August 30, 2012
An unmanned Atlas 5 rocket lifted off on Thursday from Cape Canaveral Air Force Station in Florida, placing a pair of heavily shielded NASA science satellites into position to study Earth’s radiation belts.
The 190-foot (58-meter) tall rocket, built by United Launch Alliance, blasted off at 4:05 a.m. EDT (0805 GMT), soaring out over the Atlantic Ocean toward an orbit as far as 19,042 miles (30,645 km) above the planet’s surface.
Riding atop the rocket were the identical twin Radiation Belt Storm Probes, which are expected to spend two years surveying the Van Allen radiation belts, hostile regions that surround Earth and that most other spacecraft try to avoid.
“They’re now at home in the Van Allen belts, where they belong,” deputy project scientist Nicola Fox told reporters after the launch. “For the science team, the real work now begins.”

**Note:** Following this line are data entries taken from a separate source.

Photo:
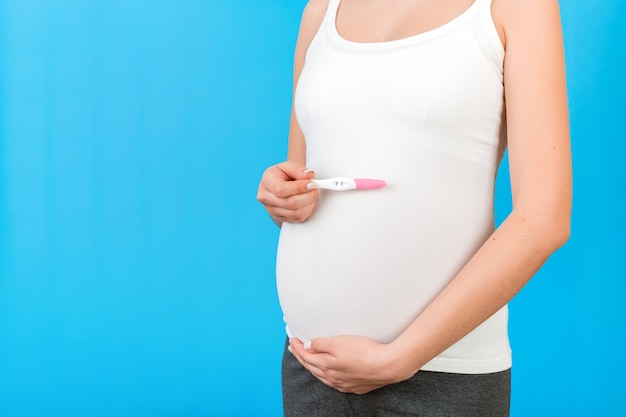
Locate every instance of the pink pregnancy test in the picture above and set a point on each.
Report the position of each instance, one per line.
(344, 184)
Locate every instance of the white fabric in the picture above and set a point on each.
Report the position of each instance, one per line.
(424, 113)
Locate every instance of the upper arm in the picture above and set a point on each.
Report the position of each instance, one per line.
(311, 20)
(536, 103)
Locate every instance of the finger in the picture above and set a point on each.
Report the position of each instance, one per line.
(294, 170)
(321, 361)
(285, 189)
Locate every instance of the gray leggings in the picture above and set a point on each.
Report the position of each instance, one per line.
(426, 394)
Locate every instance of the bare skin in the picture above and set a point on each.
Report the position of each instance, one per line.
(540, 168)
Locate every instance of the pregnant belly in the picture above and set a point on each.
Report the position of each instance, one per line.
(367, 263)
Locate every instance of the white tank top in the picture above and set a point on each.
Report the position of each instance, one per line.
(426, 114)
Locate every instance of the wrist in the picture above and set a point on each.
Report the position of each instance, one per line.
(403, 361)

Named after University of Iowa physicist James Van Allen, the two doughnut-shaped belts of trapped particles were discovered in 1958 by Explorer 1, the first U.S. science satellite. They are held in place by Earth’s magnetic field, which traps the electrically charged particles from the sun and deep space.
How the belts form and why they sometimes balloon out is a long-standing mystery.
Understanding the phenomenon is more than scientific curiosity. Every spacecraft orbiting Earth, including the $100 billion International Space Station and its crew, fly through the high-radiation regions, which can degrade solar panels and affect electronics.
“Modern society depends on satellites and other space-based technologies ... making the research and understanding that will come from (the probes) invaluable to building better protected satellites in the future,” New Jersey Institute of Technology physicist Lou Lanzerotti said at a pre-launch news conference.
The satellites are expected to spend the coming two years flying in tandem through the heart of the radiation belts. The inner belt begins about 650 miles (1,046 km) above Earth and extends to about 8,000 miles (12,875 km), but at times it can dip as low as about 125 miles (201 km). The space station flies about 250 miles (402 km) above the planet.